Nörobilimci Vivienne Ming, bir bilim insanı ve teorik nörobilimci. Tıpkı vakitte da otizmli bir çocuğun annesi. Ming, çocuğunun hayatta karşılaşabileceği zorluklara karşı bilimsel uzmanlığını ve teknolojiyi kullanırken, insanlığın gelecekte ulaşabileceği nokta konusunda da heyecan yaratıyor.
Ming, birinci olarak çocuğu için bir Google Glass üzerinden başka şahısların yüzlerini ve sözlerini gerçek vakitli olarak tanımayı sağlayan bir sistem geliştirdi. Pek çok insan bu yeteneğe sahip olsa da bu özellik, otizmli bireyler için adeta bir harika kahraman özelliği üzere gözüküyor. Ming, teknolojinin beşerler üzerindeki tesirini de tartışmaya açarken “Oğlumu bir Cyborg’a dönüştürmeyi seçtim ve insan olmanın tarifini değiştirdim” diyor; “Oğlumun mühendislik yapıtı muhteşem güçleri onu daha çok mu yoksa daha az mı insan yapar?”
Günümüzde teknolojik yapılara sahip, gelişmiş protezler kullanan pek çok insan var. Biyonik gözler, zihinle denetim edilebilen uzuvlar günümüzde yaygınlaşıyor. Bütün bu protezlerin emeli ise tıpkı: Engelli bireylerin mahzurlarını ortadan kaldırmak ve ortalama insan manzarasına kavuşmalarını sağlamak. Ming’in çalışması da birebir hedefe hizmet ediyor. Tek farkı bu protezin nörolojik olarak çalışması.
Ming, teorik olarak herkesin nöroteknolojilere erişebileceğini lakin gerçekte, bu sistemlerin avantajlarından en çok yararlananların en az muhtaçlık duyanlar olacağını söylüyor. Yani muhtemelen gereğince parası olanlar bu teknolojilere birinci erişebilenler olacak. Bu da eşitsizliği arttıracak. Buna ek olarak, gereğince varlıklı olan bireyler kendi çocuklarını ve sonraki jenerasyonlarını biyolojik olarak da gelişmiş hale getirebilecek.
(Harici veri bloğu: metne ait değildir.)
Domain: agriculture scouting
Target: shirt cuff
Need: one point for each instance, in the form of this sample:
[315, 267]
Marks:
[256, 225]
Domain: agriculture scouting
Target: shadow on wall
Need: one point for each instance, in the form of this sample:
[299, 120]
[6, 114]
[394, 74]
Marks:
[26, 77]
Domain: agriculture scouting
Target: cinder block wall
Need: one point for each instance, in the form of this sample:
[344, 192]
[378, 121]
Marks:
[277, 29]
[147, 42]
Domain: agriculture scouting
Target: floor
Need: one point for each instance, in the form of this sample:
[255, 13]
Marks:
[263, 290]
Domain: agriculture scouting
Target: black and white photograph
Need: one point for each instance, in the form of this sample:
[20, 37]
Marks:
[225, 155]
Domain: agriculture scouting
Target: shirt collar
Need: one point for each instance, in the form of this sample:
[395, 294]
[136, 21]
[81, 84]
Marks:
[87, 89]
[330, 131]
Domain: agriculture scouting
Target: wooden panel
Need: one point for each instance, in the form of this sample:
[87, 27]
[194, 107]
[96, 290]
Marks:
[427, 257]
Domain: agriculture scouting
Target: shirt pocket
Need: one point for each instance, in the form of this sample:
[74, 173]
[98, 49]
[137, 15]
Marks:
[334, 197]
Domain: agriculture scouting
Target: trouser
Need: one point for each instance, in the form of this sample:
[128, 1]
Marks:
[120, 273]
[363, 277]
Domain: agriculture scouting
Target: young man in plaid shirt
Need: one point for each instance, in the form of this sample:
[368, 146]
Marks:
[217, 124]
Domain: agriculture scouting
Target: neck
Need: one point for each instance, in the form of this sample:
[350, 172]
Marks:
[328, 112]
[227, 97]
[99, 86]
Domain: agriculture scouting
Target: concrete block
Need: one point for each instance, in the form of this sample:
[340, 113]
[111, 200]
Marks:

Ming, bu gelişimlerin toplumsal eşitsizliği nasıl arttıracağını ve herkesin muhteşem güçlere sahip olmasının mümkün sonuçlarını tartışıyor. Birtakım uzmanlara nazaran bu alanda düzenlemeler yapılması ve herkesin yeni teknolojilere erişimde eşit bahta sahip olmasının sağlanması taraftarı. Yani bir yanımız çiçek açarken öbür yanımız Cyberpunk 2077.